I wish to conclude with two appeals – one to those responsible for creating the new university, and particularly, to the scientists among them: and the second to our rulers. First the science administrators. There are few scientists in our area, on whom you can build. This, however, would not be so if we could band together in an Ummat-ul-Ilm and create a genuine community for all Arab-Islamic lands. Believe me our situation is not that desperate, particularly if conditions are created to associate those from our lands working in the Seventh Region of Europe and USA, with our enterprise. I can only say, for all our present weaknesses, let us not be the less ambitious. Let our plans for our institution building be audacious. With ambition, and with involvement, will come competence, for this is Allah’s promise to all those who strive.
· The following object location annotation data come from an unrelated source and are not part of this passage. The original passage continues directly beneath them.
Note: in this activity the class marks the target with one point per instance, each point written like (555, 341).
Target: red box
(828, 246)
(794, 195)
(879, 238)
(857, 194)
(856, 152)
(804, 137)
And finally, I wish to appeal to those responsible for our affairs and for funding this university and other projects I have spoken about. Science is important because of the underlying understanding it provides of the world around us and of Allah’s design; it is important because of the material benefits its discoveries can give us and finally because of its universality. It is a vehicle of cooperation of all mankind and in particular for the Arab and Islamic nations. We owe a debt to international science, which in all self-respect, we must discharge. However, the scientific enterprise cannot flourish without your generous patronage as in the past centuries of Islam. I am now living and working in a small city of one quarter of one million inhabitants. In this city is a Bank – Cassa di Risparmio – which donated 1.5 million dollars for the building in which the International Centre which I created is housed. This city has now pledged from its regional resources, 40 million dollars for the proposed UNIDO Centre for Biotechnology. I feel amazed at their perceptiveness, their love of science and eventually of technology. Shall our cities and banks not rival this example? The international norms of one to two per cent of GNP I have been speaking about would mean expenditures of no more than two to four billion dollars annually for the Arab and the same amount for the rest of the Islamic world on research and development, one quarter to one third of this spent on pure sciences. In 1973, the Pakistan government, on my suggestion, requested the Islamic Summit in Lahore to create at least one foundation for science for all lands of Islam equal in size to the Ford Foundation, with a capital of one billion dollars. Eight years later, in 1981, such a foundation was at last created but with just 50 millions promised and six million dollars paid up so far. I am sure a banking community like that at Manama alone could rival Ford’s benefaction if we really are serious about science. And this region has rich traditions in this respect. Imam Ghazzali, you may recall, paid a rich tribute in the 11th century, to the land of Iraq, when he said:

‘There is no country in which it is easier for a scholar to make a provision for his children.’ This was at the time when he was planning to become a recluse and to cut himself off from the world. We need not one such but a number of science foundations as in the West, run by the scientists themselves; we need international higher centres of learning within and without our universities, providing generous and tolerant continuity, for our men and their ideas. Let no future Gibb record that in the fifteenth century of the Hijrah, the scientists were there but there was a dearth of merchants and princes with their generous patronage to provide for the facilities needed for their work.

About the Author: Theoretical Physicist Professor Abdus Salam was an Ahmadi Muslim who had the honour of winning the Nobel Prize in the field of physics in 1979. He was also the founder of the Abdus Salam International Centre for Theoretical Physics in Trieste, Italy.